Aqua Security’s scanner can find security holes in your Terraform Infrastructure as Code.
resource "aws_instance" "example" {
ami = "ami-0abcdef1234567890"
instance_type = "t2.micro"
tags = {
Name = "HelloWorld"
}
}
resource "aws_s3_bucket" "example" {
bucket = "my-unique-terraform-bucket-12345"
acl = "private"
versioning {
enabled = true
}
}
This Terraform code defines an AWS EC2 instance and an S3 bucket. Aqua Security’s scanner, when pointed at this code, will analyze it for potential security misconfigurations before you deploy it to AWS. It’s like a spell-check for your infrastructure, but instead of grammar, it’s catching vulnerabilities.
The core problem Aqua solves is the drift between developer intent and secure, compliant infrastructure. Developers write Terraform to define resources, but they might not be security experts. They might forget to set the S3 bucket to private, or they might use an older, vulnerable AMI for the EC2 instance. Aqua acts as an automated gatekeeper, integrating into your CI/CD pipeline to catch these issues early.
Internally, Aqua uses a vast database of security policies and known vulnerabilities. When you run a scan, it parses your Terraform files, understands the resources being declared, and compares their configurations against these policies. It’s not just looking for specific strings; it’s interpreting the meaning of your Terraform code. For instance, it knows that acl = "public-read" on an S3 bucket is a high-risk configuration and will flag it.
The exact levers you control are primarily through the policies you enable and configure. Aqua offers a wide range of built-in policies covering compliance frameworks like CIS Benchmarks, PCI DSS, and HIPAA, as well as general security best practices. You can also write custom policies using Aqua’s policy-as-code language (OPA Rego) to enforce your organization’s specific security requirements. When running the scanner, you can specify which policies to enforce, for example, aqua scan --terraform --policy-bundle cis-aws-1.2.0 --policy-bundle pci-dss-v3.2.1 main.tf.
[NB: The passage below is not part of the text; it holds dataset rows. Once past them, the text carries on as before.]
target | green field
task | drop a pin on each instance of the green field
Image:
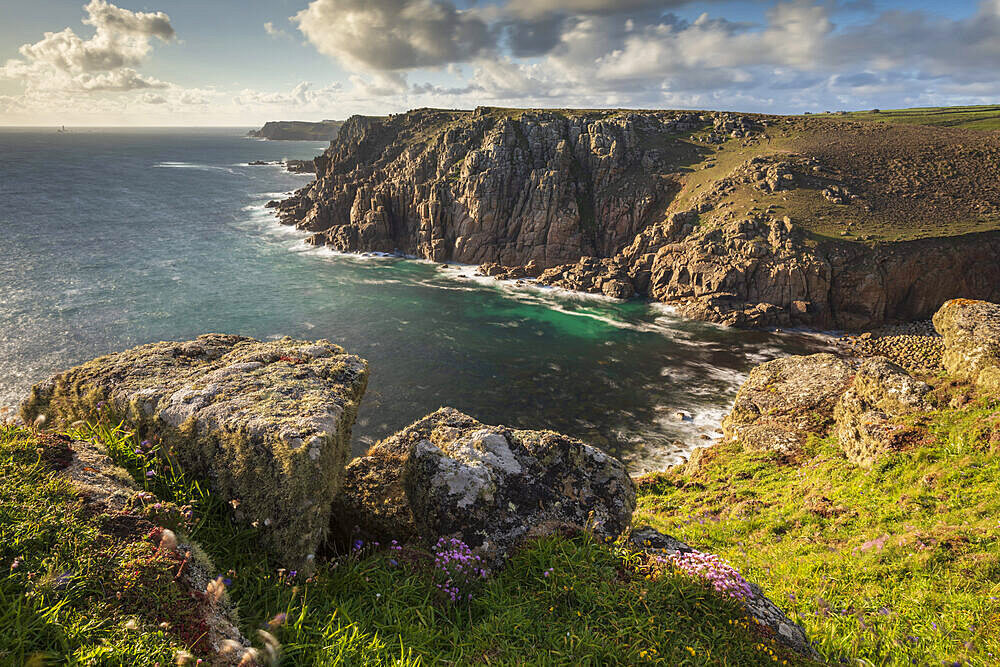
(984, 117)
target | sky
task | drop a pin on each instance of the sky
(243, 62)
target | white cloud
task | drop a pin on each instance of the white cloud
(65, 61)
(394, 34)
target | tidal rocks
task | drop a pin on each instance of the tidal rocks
(881, 391)
(448, 475)
(266, 424)
(785, 400)
(971, 331)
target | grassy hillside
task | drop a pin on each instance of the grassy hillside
(983, 117)
(896, 565)
(73, 590)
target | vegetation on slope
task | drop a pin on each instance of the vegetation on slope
(898, 564)
(981, 117)
(65, 585)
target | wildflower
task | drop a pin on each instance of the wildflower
(228, 646)
(271, 646)
(215, 590)
(183, 657)
(251, 658)
(168, 540)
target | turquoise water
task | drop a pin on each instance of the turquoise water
(113, 238)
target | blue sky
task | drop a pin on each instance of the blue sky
(241, 62)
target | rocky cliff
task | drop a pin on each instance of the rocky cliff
(297, 130)
(734, 218)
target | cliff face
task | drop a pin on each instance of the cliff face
(487, 186)
(297, 130)
(616, 202)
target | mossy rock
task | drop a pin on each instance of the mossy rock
(785, 400)
(971, 331)
(448, 475)
(266, 425)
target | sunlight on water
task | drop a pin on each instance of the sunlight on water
(155, 235)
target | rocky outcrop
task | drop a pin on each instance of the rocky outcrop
(109, 491)
(266, 424)
(760, 608)
(494, 186)
(448, 475)
(971, 331)
(786, 400)
(865, 414)
(297, 130)
(590, 199)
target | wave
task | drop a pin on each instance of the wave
(190, 165)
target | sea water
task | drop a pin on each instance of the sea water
(111, 238)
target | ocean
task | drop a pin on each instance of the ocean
(110, 238)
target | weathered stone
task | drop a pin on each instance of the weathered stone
(880, 392)
(109, 490)
(785, 400)
(265, 424)
(448, 475)
(971, 331)
(765, 612)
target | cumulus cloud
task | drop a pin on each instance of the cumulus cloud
(394, 34)
(273, 30)
(65, 61)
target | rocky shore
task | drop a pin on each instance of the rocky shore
(611, 202)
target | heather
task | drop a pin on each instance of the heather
(893, 564)
(67, 590)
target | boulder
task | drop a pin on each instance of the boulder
(448, 475)
(881, 391)
(760, 608)
(785, 400)
(266, 425)
(971, 331)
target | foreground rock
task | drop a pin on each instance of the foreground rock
(785, 400)
(881, 391)
(765, 612)
(109, 491)
(971, 331)
(266, 424)
(448, 475)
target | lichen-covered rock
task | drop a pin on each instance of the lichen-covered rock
(266, 424)
(109, 491)
(765, 612)
(864, 415)
(971, 331)
(785, 400)
(448, 475)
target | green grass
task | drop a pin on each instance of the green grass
(895, 565)
(598, 604)
(984, 117)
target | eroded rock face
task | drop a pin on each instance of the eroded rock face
(449, 475)
(265, 424)
(971, 331)
(881, 391)
(785, 400)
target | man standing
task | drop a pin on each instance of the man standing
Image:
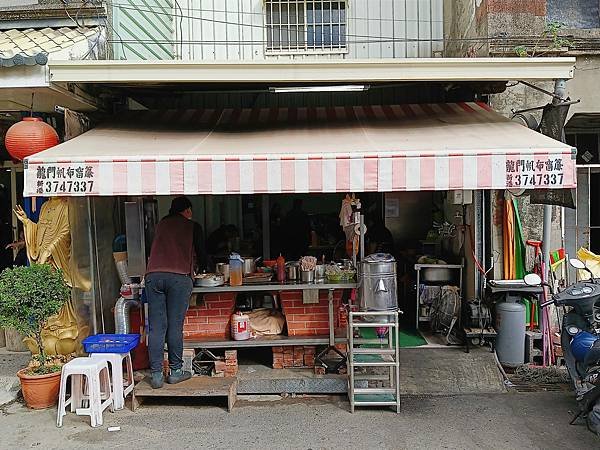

When Aqua scans Terraform, it doesn’t just look at the .tf files in isolation. It also understands how Terraform modules and providers interact, and it can even incorporate data from a terraform plan output to understand the actual state of resources that will be created or modified. This provides a much more accurate picture of potential risks than static analysis alone.
The most surprising thing about IaC scanning is how much critical information can be gleaned from the absence of a configuration. For example, if a Terraform resource doesn’t explicitly define a network_acl for an EC2 instance, Aqua can infer that it’s relying on the default network ACLs, which might be too permissive. It understands the default behaviors of cloud providers and flags when those defaults are not explicitly hardened by your code.
The next step after scanning your Terraform code is to integrate these scans into your Git commit or pull request workflow.